For myself, I had planned to give the multiplayer a shot, and I’m super glad I did because it turned out to be a lot of fun. How much fun? My final playtime for the single player game was roughly 32 hours. My overall playtime is 66 hours (or at least it was when I wrote this), and I’ve been continuing to play even after beating the game when my Galactic Readiness doesn’t mean anything.

I’m enjoying it so much because it’s co-operative multiplayer not competitive. You’re on a four person team fighting through 11 waves of enemies. You can revive fallen comrades for a short time and anyone who gets killed before they can be revived automatically revives between the waves.

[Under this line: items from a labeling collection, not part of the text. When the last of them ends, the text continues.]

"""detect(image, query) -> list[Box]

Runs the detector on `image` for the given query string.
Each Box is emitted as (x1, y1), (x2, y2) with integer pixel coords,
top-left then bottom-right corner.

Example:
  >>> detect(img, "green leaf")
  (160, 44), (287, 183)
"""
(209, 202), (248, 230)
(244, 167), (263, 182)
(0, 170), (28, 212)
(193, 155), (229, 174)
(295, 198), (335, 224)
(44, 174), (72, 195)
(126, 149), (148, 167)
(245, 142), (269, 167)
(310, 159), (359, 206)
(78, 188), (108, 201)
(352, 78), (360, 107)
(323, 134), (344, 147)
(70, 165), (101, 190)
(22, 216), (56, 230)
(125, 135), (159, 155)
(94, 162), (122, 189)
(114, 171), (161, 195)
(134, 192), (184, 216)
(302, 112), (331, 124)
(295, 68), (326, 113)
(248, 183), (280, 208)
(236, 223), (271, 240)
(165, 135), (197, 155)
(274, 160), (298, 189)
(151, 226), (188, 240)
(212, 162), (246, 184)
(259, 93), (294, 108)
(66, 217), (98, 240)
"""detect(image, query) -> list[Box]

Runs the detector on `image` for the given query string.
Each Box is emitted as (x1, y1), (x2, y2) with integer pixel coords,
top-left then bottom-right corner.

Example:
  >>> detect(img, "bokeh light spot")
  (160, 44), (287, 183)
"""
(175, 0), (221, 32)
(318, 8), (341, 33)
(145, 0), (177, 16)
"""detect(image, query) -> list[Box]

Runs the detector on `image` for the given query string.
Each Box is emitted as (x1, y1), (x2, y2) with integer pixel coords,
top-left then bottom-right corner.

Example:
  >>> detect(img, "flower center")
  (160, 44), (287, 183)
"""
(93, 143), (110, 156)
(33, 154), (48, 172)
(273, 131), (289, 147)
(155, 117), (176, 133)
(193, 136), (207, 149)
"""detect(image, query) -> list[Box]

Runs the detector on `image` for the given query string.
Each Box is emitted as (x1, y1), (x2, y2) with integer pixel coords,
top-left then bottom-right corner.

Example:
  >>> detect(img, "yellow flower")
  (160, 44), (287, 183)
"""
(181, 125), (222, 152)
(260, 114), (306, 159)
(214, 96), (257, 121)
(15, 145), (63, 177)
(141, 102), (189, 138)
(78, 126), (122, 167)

An interesting side-effect of playing the multiplayer is I’ve gotten a chance to play the non-soldier classes, and this has started me considering additional play throughs of ME3 to try out the other classes in the full game.

Final Thoughts

If you’ve loved ME1 and/or ME2 but haven’t picked up ME3, you should. I know there’s a lot of drama around the final minutes of the game but that’s 15 minutes out of 32 hours, and even then it’s a matter of personal taste. Lot’s of people like the ending, lot’s of people don’t, but there’s only one way to find out for yourself.